Il tasso di disoccupazione lo scorso mese è stabile al 10,7 per cento, stesso livello mese prima, ma il più alto da gennaio del 2004. Su base annua il tasso è in rialzo di 2,5 punti: i senza lavoro sono 2 milioni 764.000, le persone in cerca di occupazione sono aumentate del 33,6 per cento, di 695.000 unità. I giovani pagano il prezzo più alto: i senza lavoro tra i 15 e i 24 anni a luglio sono il 35,3 per cento, in crescita di 7,4 punti su base annua e di 1,3 punti percentuali su giugno. Con un picco del 48 per cento, su base trimestrale, tra le giovani donne del Mezzogiorno.

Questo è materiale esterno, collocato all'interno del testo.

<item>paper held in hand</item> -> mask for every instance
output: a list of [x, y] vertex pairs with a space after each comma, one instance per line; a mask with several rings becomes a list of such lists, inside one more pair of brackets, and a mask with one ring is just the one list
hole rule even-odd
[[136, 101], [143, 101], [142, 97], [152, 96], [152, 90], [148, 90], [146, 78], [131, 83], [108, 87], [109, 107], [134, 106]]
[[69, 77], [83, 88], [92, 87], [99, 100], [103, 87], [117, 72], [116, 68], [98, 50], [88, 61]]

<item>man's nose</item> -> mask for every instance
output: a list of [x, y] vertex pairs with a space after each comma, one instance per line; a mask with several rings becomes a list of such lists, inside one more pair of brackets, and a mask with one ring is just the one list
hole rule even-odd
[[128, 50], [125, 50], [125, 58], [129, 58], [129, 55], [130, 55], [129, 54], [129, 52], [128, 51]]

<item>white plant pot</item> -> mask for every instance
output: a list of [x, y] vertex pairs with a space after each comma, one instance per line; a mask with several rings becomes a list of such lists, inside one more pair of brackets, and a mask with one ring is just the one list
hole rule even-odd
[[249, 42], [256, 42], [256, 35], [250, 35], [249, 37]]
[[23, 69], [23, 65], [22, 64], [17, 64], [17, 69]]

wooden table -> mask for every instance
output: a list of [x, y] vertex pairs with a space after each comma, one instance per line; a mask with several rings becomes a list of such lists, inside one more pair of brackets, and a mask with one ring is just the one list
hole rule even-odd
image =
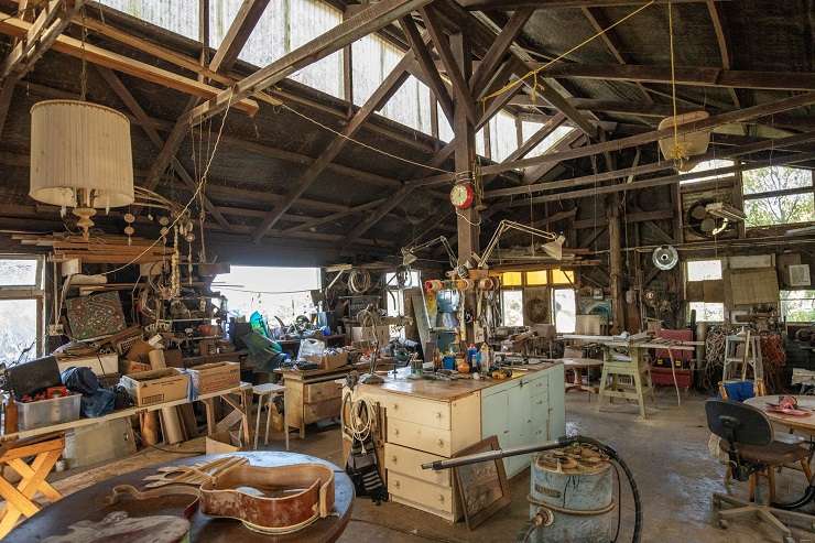
[[[591, 368], [602, 367], [602, 360], [594, 358], [558, 358], [558, 362], [563, 362], [564, 370], [574, 372], [574, 379], [572, 383], [566, 383], [566, 392], [570, 390], [578, 390], [588, 392], [589, 394], [597, 394], [597, 387], [591, 387], [590, 377], [588, 370]], [[586, 385], [583, 384], [583, 370], [586, 369]]]
[[[224, 420], [216, 422], [215, 420], [215, 399], [220, 398], [227, 402], [232, 411], [224, 417]], [[217, 430], [221, 430], [224, 426], [233, 426], [237, 423], [242, 424], [243, 438], [246, 439], [247, 446], [249, 445], [249, 406], [252, 401], [252, 385], [249, 383], [240, 383], [239, 387], [232, 389], [219, 390], [217, 392], [210, 392], [208, 394], [199, 394], [193, 399], [194, 402], [204, 402], [207, 410], [207, 433], [213, 436]], [[43, 426], [33, 430], [21, 430], [11, 434], [0, 434], [0, 443], [12, 439], [24, 439], [26, 437], [35, 437], [39, 435], [52, 434], [54, 432], [65, 432], [68, 430], [79, 428], [83, 426], [90, 426], [99, 424], [106, 421], [112, 421], [113, 419], [126, 419], [141, 413], [148, 413], [150, 411], [159, 411], [166, 408], [174, 408], [176, 405], [184, 405], [185, 403], [192, 403], [188, 399], [175, 400], [172, 402], [155, 403], [153, 405], [145, 405], [141, 408], [128, 408], [119, 411], [113, 411], [105, 416], [97, 416], [94, 419], [77, 419], [76, 421], [64, 422], [61, 424], [52, 424], [50, 426]], [[220, 428], [218, 426], [221, 426]]]
[[[783, 413], [773, 413], [772, 411], [767, 411], [767, 404], [778, 403], [779, 398], [779, 394], [757, 395], [754, 398], [750, 398], [749, 400], [745, 400], [745, 403], [760, 409], [767, 415], [767, 417], [774, 423], [781, 424], [782, 426], [786, 426], [791, 430], [800, 431], [807, 435], [815, 435], [815, 413], [811, 414], [809, 416], [791, 416]], [[815, 397], [794, 395], [793, 398], [797, 400], [798, 405], [801, 405], [802, 408], [815, 411]]]
[[[318, 519], [314, 524], [300, 532], [270, 536], [252, 532], [237, 520], [216, 519], [207, 517], [200, 511], [195, 511], [189, 519], [192, 524], [189, 541], [196, 542], [300, 542], [323, 543], [336, 541], [345, 530], [351, 518], [354, 502], [354, 485], [344, 470], [320, 458], [283, 452], [251, 452], [232, 453], [229, 456], [240, 455], [249, 458], [253, 466], [286, 466], [302, 463], [316, 463], [328, 466], [334, 470], [334, 508], [336, 517]], [[171, 463], [171, 466], [191, 465], [199, 461], [209, 461], [224, 455], [197, 456], [183, 458]], [[28, 543], [41, 541], [50, 535], [59, 535], [68, 532], [68, 526], [74, 523], [90, 520], [100, 521], [113, 511], [124, 511], [129, 517], [148, 517], [154, 514], [181, 515], [184, 508], [191, 502], [189, 496], [167, 496], [165, 498], [149, 500], [119, 501], [113, 507], [105, 504], [106, 498], [117, 485], [132, 485], [141, 488], [143, 478], [154, 475], [159, 466], [139, 469], [127, 475], [113, 477], [84, 490], [63, 498], [61, 501], [44, 509], [26, 520], [11, 532], [3, 543]]]

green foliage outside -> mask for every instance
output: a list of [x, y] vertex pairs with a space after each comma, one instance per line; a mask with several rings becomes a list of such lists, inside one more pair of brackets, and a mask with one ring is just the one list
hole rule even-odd
[[[743, 173], [745, 194], [759, 194], [785, 188], [812, 186], [812, 172], [795, 167], [773, 166]], [[813, 194], [791, 194], [745, 200], [746, 225], [750, 227], [790, 225], [815, 220]]]

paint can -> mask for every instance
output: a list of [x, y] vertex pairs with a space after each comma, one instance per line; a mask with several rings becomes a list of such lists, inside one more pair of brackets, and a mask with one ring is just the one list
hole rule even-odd
[[595, 543], [609, 541], [613, 501], [611, 463], [586, 445], [573, 445], [537, 455], [530, 477], [530, 517], [539, 509], [554, 522], [539, 528], [530, 541]]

Il ritmo di crescita su base annua della disoccupazione giovanile è il triplo di quello totale: sono 618.000 in cerca di lavoro vale a dire il 10,2 per cento dei giovani.
Non aumentano gli occupati stabili a quota 23 milioni 25.000. La stabilità dell’occupazione è caratterizzata  dall’aumento di quella femminile e dal calo della componente maschile. Il tasso di occupazione è pari al 57,1 per cento. Gli inattivi tra 15 e 64 anni diminuiscono dello 0,2 per cento rispetto a luglio con un tasso pari  al 36 per cento, in calo di 0,1 punti percentuali rispetto a giugno. Nel 2° trimestre si ha un calo del numero degli occupati in termini tendenziali dello 0,2 per cento (-48mila unità).